Jérôme Pellistrandi : La contre-offensive menée par Kiev n'a pas permis d’obtenir les résultats escomptés. Depuis le mois de septembre, la ligne de front terrestre est presque gelée. La difficulté pour les Ukrainiens est de tenir dans la durée, en espérant que l'attrition des forces russes sera suffisante pour obliger Moscou à bouger. L'Ukraine a connu une profonde transformation depuis deux ans de guerre. Le secteur agricole a été en mesure de reprendre ses exportations. Le blocus maritime qui était imposé par Moscou n'a pas eu l'effet escompté. Il y a donc une vraie capacité ukrainienne à rebondir. Elle se traduit également dans le domaine militaire avec cette nouvelle stratégie de défense active qui est déployée.

Pour le moment, il est difficile pour Kiev de lancer une nouvelle contre-offensive car cela nécessiterait d’importants moyens, des blindés lourds. Il faut donc consolider la ligne de front.

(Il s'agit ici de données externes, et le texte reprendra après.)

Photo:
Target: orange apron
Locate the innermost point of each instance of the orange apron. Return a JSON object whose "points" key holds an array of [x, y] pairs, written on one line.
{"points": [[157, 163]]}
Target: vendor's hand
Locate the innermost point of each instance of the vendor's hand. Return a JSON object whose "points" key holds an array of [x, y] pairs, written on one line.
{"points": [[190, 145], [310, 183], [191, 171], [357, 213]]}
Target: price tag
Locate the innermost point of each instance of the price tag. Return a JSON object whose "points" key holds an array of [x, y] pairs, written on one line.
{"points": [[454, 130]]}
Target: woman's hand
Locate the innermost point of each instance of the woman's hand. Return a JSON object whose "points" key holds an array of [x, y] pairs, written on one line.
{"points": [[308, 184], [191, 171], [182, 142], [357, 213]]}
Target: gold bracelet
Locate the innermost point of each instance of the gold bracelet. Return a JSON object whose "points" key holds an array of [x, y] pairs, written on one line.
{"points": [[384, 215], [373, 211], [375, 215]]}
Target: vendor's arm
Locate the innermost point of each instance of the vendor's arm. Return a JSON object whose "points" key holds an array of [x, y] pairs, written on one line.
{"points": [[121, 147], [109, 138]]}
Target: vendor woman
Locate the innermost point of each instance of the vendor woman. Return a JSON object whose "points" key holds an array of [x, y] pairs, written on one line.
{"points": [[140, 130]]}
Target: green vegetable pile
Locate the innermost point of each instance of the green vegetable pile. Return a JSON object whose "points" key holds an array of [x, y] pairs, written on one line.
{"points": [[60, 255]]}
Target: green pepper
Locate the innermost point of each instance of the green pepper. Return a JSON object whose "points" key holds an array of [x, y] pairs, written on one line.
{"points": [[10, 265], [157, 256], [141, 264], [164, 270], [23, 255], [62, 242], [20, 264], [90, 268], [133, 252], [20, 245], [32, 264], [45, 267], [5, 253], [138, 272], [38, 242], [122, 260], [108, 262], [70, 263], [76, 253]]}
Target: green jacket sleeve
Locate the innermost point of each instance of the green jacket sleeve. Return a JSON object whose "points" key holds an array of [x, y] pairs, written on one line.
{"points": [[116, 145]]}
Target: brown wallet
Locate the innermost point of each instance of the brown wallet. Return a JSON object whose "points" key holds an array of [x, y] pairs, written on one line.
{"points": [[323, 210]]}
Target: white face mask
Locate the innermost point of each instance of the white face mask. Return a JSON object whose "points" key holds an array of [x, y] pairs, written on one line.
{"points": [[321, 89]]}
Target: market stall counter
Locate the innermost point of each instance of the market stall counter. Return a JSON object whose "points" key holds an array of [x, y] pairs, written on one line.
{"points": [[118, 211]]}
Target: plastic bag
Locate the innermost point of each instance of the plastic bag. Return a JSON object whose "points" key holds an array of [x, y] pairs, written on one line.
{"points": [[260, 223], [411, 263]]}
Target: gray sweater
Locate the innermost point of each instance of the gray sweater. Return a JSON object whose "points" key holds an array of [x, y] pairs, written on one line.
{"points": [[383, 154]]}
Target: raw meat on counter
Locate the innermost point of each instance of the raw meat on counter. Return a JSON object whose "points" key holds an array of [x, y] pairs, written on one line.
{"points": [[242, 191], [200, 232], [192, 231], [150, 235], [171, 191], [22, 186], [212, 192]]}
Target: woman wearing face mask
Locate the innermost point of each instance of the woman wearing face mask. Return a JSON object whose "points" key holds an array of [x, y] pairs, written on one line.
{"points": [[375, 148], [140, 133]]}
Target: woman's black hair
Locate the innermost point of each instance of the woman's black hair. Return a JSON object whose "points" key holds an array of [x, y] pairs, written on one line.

Les discussions se poursuivent à l’international pour livrer toujours plus d’armes et de munitions à l’Ukraine. Le ministre des Armées, Sébastien Lecornu, a confirmé l’engagement de la France pour soutenir Kiev et pour permettre aux Ukrainiens d’être dotés de capacités suffisantes pour avoir suffisamment de canons et de munitions pour défendre la ligne de front.

La logistique est également un facteur extrêmement important. Les Ukrainiens doivent réorganiser l’acheminement des munitions et des obus. La rationalisation des chaînes logistiques est capitale.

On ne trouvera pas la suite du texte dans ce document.